The Andhra Pradesh Reorganisation Act, 2014 (Act No. 6 of 2014), also called the Telangana Act, was enacted by Parliament under Article 3 of the Constitution, which empowers Parliament by ordinary law to form a new state by separation of territory, alter boundaries, or change the name of an existing state. The President had earlier referred the State Reorganisation Bill to the Andhra Pradesh Legislative Assembly under the proviso to Article 3; the Assembly rejected it, but because Article 3 requires only that the legislature express its views — not consent — Parliament proceeded regardless. The Act received presidential assent on 1 March 2014, and the appointed day for the creation of Telangana was fixed as 2 June 2014, carving ten districts of the erstwhile Telangana region out of Andhra Pradesh.

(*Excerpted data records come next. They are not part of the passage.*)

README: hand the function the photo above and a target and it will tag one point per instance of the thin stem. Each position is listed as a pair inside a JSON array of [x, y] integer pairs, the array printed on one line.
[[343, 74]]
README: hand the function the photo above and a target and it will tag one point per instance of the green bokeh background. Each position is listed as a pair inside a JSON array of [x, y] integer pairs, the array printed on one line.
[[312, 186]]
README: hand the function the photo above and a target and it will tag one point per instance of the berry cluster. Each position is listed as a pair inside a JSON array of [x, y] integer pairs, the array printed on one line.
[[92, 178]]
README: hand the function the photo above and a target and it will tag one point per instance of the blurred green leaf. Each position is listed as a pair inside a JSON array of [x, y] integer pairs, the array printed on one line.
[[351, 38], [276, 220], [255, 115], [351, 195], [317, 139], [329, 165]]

The Act's defining features address the practical complexities of dividing a linguistically united state. Hyderabad was designated the common capital of both the residuary State of Andhra Pradesh and Telangana for a period not exceeding ten years (Section 5), with the Governor given special responsibility for the security of life and property of residents in the common capital. The Act provided for the apportionment of assets and liabilities, the division of revenues, the allocation of the cadre of state services, and the future construction of a new capital for the residuary Andhra Pradesh — eventually conceived as Amaravati. Significantly, the Thirteenth Schedule and accompanying provisions, along with the Prime Minister's assurances in the Rajya Sabha, promised Special Category Status and other developmental concessions to Andhra Pradesh, including the Polavaram irrigation project (declared a national project) and a new railway zone — commitments that have remained politically contentious into 2026.

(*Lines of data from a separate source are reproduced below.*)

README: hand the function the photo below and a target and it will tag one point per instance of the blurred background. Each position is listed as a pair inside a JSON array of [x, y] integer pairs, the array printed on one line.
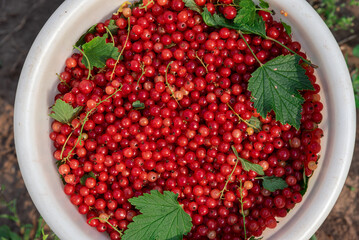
[[20, 22]]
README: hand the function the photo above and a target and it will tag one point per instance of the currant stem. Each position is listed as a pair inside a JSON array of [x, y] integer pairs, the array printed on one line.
[[242, 210], [250, 49], [87, 60], [145, 7], [204, 65], [123, 48], [63, 147], [168, 85], [240, 118], [228, 179], [142, 73], [62, 80], [109, 32], [290, 50], [106, 220], [86, 119], [123, 5]]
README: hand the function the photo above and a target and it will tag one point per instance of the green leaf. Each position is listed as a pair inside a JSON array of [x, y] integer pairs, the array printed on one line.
[[258, 27], [208, 18], [86, 176], [263, 4], [256, 123], [273, 183], [64, 112], [356, 51], [223, 22], [138, 105], [6, 233], [81, 40], [112, 27], [162, 217], [275, 86], [247, 165], [287, 28], [191, 4], [98, 51], [246, 14]]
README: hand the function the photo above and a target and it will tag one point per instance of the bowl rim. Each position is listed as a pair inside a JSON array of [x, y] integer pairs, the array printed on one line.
[[24, 117]]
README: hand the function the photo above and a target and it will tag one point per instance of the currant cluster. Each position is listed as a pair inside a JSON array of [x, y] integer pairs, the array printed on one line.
[[192, 80]]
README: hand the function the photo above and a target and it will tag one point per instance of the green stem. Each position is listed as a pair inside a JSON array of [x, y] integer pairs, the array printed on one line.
[[264, 10], [250, 49], [63, 147], [168, 85], [106, 220], [228, 179], [242, 210], [204, 65], [87, 60], [241, 119], [62, 80], [142, 73], [290, 50], [86, 119], [123, 48], [109, 32], [145, 7]]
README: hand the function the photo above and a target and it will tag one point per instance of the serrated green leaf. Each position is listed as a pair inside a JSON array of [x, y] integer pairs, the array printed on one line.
[[247, 165], [263, 4], [138, 105], [81, 40], [275, 86], [191, 4], [98, 51], [258, 27], [356, 51], [208, 18], [86, 176], [64, 112], [273, 183], [287, 28], [112, 26], [162, 217], [223, 22], [246, 14]]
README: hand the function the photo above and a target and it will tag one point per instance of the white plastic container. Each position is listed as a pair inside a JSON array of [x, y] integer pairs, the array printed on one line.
[[37, 88]]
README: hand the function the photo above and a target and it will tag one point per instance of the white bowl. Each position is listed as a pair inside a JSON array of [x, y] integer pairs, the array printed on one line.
[[37, 88]]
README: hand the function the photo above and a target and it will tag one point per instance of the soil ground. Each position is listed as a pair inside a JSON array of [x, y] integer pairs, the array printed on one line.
[[20, 22]]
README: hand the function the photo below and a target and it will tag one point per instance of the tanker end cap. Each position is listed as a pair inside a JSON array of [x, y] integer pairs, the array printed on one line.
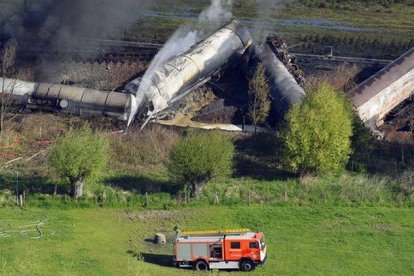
[[133, 109], [242, 32]]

The Act was the culmination of the long Telangana statehood movement, which dated back to the 1969 agitation and the Gentlemen's Agreement of 1956, and which intensified after K. Chandrashekar Rao founded the Telangana Rashtra Samithi in 2001. The Srikrishna Committee (2010) had examined alternatives before bifurcation was finally approved by the Union Cabinet. The ten-year window for Hyderabad as shared capital expired on 1 June 2024, after which it became the sole capital of Telangana, intensifying the unresolved questions around Andhra Pradesh's permanent capital. Disputes over river-water sharing (Krishna and Godavari), employee allocation, and pending bifurcation-related obligations continue to feature in Centre–State relations.

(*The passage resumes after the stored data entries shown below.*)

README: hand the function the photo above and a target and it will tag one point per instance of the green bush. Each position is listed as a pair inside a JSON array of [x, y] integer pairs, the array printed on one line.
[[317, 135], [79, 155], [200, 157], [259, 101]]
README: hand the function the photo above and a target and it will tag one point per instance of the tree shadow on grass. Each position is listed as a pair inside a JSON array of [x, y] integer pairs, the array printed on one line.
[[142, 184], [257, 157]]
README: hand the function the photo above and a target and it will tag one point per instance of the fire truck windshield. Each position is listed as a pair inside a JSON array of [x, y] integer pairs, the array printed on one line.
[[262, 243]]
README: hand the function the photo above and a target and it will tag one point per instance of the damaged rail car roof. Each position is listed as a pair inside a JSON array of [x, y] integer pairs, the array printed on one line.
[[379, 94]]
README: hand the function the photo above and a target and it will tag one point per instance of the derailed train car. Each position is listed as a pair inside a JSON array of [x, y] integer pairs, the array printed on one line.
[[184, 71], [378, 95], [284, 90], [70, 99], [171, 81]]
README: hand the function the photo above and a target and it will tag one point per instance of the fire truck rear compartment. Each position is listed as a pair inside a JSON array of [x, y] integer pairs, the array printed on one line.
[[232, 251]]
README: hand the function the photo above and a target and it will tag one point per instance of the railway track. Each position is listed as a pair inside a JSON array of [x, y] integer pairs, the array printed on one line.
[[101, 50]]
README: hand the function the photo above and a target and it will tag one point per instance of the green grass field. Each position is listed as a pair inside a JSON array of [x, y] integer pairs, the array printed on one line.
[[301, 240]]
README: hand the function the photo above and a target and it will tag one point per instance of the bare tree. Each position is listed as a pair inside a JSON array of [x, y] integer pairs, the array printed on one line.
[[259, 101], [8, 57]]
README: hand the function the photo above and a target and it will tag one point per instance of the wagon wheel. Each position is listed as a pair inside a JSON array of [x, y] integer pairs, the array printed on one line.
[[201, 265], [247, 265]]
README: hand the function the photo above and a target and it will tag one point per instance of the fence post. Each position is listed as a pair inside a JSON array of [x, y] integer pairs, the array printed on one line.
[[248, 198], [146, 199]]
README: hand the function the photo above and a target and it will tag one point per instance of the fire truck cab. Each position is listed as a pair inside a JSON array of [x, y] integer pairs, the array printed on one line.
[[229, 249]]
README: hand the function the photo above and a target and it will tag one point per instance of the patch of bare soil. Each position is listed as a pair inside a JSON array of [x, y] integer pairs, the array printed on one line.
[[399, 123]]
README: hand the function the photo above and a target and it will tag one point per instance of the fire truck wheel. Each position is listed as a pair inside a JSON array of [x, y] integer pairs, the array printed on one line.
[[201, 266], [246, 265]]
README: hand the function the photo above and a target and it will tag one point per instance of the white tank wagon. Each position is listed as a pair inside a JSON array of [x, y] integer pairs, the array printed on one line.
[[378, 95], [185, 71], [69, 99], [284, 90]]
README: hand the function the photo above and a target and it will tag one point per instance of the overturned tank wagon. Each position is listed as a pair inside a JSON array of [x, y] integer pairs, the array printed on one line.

For the UPSC examination, this Act is a high-yield topic in GS Paper II (Indian Polity and Governance) and in Post-Independence Indian History. The most common question angle concerns Article 3 and the constitutional procedure for state reorganisation — particularly the principle that the consent of the affected state legislature is not required, only that its views be ascertained, which distinguishes Article 3 from federal practice elsewhere. Examiners also test the asymmetry between full statehood and Special Category Status, the unique 'common capital' arrangement, and the linkage to the broader history of linguistic reorganisation begun with the States Reorganisation Act, 1956. Prelims questions may ask about the appointed day, the number of districts transferred, or the designation of Telangana as the 29th state.
Example
When the Act took effect on 2 June 2014, K. Chandrashekar Rao was sworn in as the first Chief Minister of Telangana, India's 29th state, with Hyderabad serving as the shared capital of both successor states.
Frequently asked questions
It was enacted under Article 3, which allows Parliament by ordinary majority to form new states or alter boundaries. The President referred the bill to the Andhra Pradesh Assembly, but Article 3 requires only the legislature's views, not its consent, so Parliament passed it despite the Assembly's rejection.